RESEARCH

Language and Behavior

How does our inner speech affect our thoughts and behavior?

Language is a common denominator that cuts across many of the other themes studied by the Social Action Lab.

Human beings silently talk to themselves in their daily lives. Thus, current lab projects involve self-talk, the use of questions versus assertions in motivation, as well as the use of Natural Language Processing to study psychological processes and to change attitudes and behaviors.

Selected Findings:

The accidental order of words within your train of thought changes your goals.

The order in which incidental words appear in consciousness can change our attitudes and intentions. For example, being primed with “Be Nice” in the middle of a competitive “prisoner’s dilemma” game makes you less likely to turn on your partner than being primed with “Nice Be.” The phrase “nice be” is parsed as if one was already nice enough and thus encourages defection.

When we experience difficulties, our minds split into a director and a directed.

When a situation is difficult, we lack control over a situation, or we must take action, we talk to ourselves in the second person, as a “You.”  We also ask ourselves more questions. Talking to yourself as You is more effective to regulate behavior than talking to yourself as I. People form stronger intentions and complete goals more when they talk to themselves in the second person (You) than in the first person (I).

Questions promote behaviors more than do statements.

Asking yourself whether you would do something is more likely to produce that behavior than asserting that you will do it.

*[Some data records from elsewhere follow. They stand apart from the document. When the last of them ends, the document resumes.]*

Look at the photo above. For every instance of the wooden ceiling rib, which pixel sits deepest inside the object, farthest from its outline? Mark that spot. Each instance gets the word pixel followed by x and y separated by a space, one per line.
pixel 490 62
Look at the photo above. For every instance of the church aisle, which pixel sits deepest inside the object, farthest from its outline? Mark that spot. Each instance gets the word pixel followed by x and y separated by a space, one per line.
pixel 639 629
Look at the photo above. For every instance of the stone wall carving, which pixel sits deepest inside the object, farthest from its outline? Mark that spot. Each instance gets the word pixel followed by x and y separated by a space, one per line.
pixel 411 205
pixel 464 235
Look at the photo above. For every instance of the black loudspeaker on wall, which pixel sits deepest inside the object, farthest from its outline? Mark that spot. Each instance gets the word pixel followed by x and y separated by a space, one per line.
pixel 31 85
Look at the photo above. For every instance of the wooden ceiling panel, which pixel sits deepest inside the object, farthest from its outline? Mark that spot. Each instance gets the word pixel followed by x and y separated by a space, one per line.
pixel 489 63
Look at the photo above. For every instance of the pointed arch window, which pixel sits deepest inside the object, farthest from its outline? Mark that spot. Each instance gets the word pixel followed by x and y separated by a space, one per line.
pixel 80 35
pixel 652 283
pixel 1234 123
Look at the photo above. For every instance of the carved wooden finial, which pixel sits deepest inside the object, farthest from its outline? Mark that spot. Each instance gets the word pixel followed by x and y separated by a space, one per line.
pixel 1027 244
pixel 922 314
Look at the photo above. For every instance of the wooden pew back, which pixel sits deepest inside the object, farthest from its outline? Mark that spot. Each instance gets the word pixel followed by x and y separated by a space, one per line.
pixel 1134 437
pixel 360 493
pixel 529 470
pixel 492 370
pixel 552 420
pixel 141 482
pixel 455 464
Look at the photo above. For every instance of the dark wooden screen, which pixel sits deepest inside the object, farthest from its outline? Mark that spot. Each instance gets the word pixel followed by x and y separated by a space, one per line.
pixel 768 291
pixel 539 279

Apparently, our internal conversation works best when we are polite with ourselves and when we allow our minds to fill the blanks rather than simply dictating what to do.

Affirmative questions promote behavioral repetition.

When you see a dessert tray and are trying to eat less sugar, the question “Which one should I get?” makes it more likely that you will consume the dessert. People are more successful at changing their behavior when they ask a question in the negative: “Which one should I not get?” This effect is automatic, without requiring someone to consciously stop their behavior.

The language of action is the language of effort.

Action means more effort, agency, and change than inaction. Of all three, however, effort is what matters most, which explains our findings that action is valued more than inaction even though inaction is also key to health and social functioning.